Data is really only valuable if we can translate it into actionable insights. Gaining these insights starts with figuring out what we want from our data. This project will help you understand how to perform analysis on IPL data to derive meaningful insights & make predictions.

Primary LanguageJupyter Notebook


Cricket is a sport played by two teams with each side having eleven players. Each team is a right blend of batsmen, bowlers and allrounders. The batsmen’s role is to score maximum runs possible and the bowlers have to take maximum wickets and restrict the other team from scoring runs at the same time. Each player contributes towards the overall performance of the team by giving his best performance in each match. Each player’s performance varies with factors like the team he is playing against and the ground at which the match is being played. The performance of a player also depends on several factors like his current form, his performance against a particular team, his performance at a particular venue etc. There are various attributes that help us in players’ performance prediction in the game of cricket. Following are the measures that are deerived during exploratory data analysis of our dataset:


As mentioned in the previous section, the statIstics of the players such as average, strike rate etc. are not available directly for each game, we calculated these attributes from the innings by innings list using aggregate functions and mathematical formulae. These attributes are generally used to measure a player’s performance. These attributes are as follows:

1] Batting Attributes

1.1 No. of Innings: The number of innings in which the batsman has batted till the day of the match. This attribute signifies the experience of the batsman. The more innings the batsman has played, the more experienced the player is.

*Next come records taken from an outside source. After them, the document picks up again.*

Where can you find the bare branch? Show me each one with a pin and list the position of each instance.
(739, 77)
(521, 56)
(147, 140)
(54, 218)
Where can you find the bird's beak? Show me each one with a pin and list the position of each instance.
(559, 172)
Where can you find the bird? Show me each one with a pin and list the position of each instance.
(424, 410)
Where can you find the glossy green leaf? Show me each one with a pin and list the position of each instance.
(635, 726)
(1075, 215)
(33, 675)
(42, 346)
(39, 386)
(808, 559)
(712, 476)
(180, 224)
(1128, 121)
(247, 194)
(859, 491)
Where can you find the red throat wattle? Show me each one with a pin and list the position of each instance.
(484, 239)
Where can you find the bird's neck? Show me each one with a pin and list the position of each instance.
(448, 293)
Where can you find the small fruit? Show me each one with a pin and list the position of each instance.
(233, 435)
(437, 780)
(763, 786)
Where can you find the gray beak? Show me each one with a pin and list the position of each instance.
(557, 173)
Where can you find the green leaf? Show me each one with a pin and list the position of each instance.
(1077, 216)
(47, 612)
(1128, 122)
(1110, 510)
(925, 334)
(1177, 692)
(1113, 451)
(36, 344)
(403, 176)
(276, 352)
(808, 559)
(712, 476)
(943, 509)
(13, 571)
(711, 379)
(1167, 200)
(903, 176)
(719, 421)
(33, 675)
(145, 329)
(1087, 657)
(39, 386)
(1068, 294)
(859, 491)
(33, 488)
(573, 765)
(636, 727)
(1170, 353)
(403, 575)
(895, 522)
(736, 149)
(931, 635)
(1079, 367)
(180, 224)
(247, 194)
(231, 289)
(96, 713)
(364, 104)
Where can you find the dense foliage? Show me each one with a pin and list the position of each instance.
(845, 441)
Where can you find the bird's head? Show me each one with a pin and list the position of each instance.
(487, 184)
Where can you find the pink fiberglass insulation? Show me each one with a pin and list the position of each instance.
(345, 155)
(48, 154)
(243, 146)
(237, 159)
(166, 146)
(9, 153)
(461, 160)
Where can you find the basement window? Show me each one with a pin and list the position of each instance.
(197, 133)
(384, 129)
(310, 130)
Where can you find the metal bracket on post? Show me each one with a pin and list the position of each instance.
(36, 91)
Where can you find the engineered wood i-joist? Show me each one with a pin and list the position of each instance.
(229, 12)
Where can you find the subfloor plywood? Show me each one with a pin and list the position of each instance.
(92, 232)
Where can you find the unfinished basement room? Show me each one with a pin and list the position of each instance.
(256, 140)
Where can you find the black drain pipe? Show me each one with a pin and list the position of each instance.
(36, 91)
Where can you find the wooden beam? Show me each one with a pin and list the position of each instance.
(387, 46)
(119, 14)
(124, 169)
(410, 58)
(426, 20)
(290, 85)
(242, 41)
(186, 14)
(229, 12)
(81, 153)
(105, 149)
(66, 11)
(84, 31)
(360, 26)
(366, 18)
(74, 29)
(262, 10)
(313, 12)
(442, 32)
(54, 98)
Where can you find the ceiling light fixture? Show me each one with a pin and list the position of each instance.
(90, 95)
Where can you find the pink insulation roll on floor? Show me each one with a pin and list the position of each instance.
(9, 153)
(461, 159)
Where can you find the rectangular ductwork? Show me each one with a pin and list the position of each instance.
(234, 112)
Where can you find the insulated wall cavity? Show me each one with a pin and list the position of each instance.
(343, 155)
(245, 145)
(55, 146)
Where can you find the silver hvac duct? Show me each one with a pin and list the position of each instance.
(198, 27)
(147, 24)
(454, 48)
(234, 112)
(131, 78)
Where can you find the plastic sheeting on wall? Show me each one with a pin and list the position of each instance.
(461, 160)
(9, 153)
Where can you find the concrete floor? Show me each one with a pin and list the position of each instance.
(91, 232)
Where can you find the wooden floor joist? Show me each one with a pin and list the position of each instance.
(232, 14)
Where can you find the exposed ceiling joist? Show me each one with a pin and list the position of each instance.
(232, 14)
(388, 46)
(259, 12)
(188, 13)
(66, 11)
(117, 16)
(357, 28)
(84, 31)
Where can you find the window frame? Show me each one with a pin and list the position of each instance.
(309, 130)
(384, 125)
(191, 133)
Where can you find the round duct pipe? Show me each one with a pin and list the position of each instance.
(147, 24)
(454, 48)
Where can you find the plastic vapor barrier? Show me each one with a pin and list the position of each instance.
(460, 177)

1.2 Batting Average: Batting average commonly referred to as average is the average number of runs scored per innings. This attribute indicates the run scoring capability of the player.

Average = Runs Scored / Number of times dismissed

1.3 Strike Rate (SR): Strike rate is the average number of runs scored per 100 balls faced. In limited overs cricket, it is important to score runs at a fast pace. More runs scored at a slow pace is rather harmful to the team as they have a limited number of overs. This attribute indicates how quickly the batsman can score runs.

Strike Rate: (Runs Scored / Balls Faced) * 100

1.4 Centuries: Number of innings in which the batsman scored more than 100 runs. This attribute indicates the capability of the player to play longer innings and score more runs.

1.5 Fifties: Number of innings in which the batsman scored more than 50 (and less than 100) runs.This attribute indicates the capability of the player to play longer innings and score more runs.

1.6 Zeros: Number of innings in which the batsman was dismissed without scoring a single run. This attribute shows how many times the batsman failed to score runs, hence this being a negative factor, was impacts the batsman’s prediction negatively.

1.7 Highest Score: The highest runs scored by a batsman in any (single) innings throughout his career. This attribute is used in the formula for calculating the venue attribute. This attribute shows the run scoring capability of the batsman at the venue. If a player has s very high score at a venue in past, he is more likely to score more runs at that venue.

2] Bowling Attributes

2.1 No. of Innings: The number of innings in which the bowler bowled at least one ball. It represents the bowling experience of a player. The more innings the player has played, the more experienced the player is.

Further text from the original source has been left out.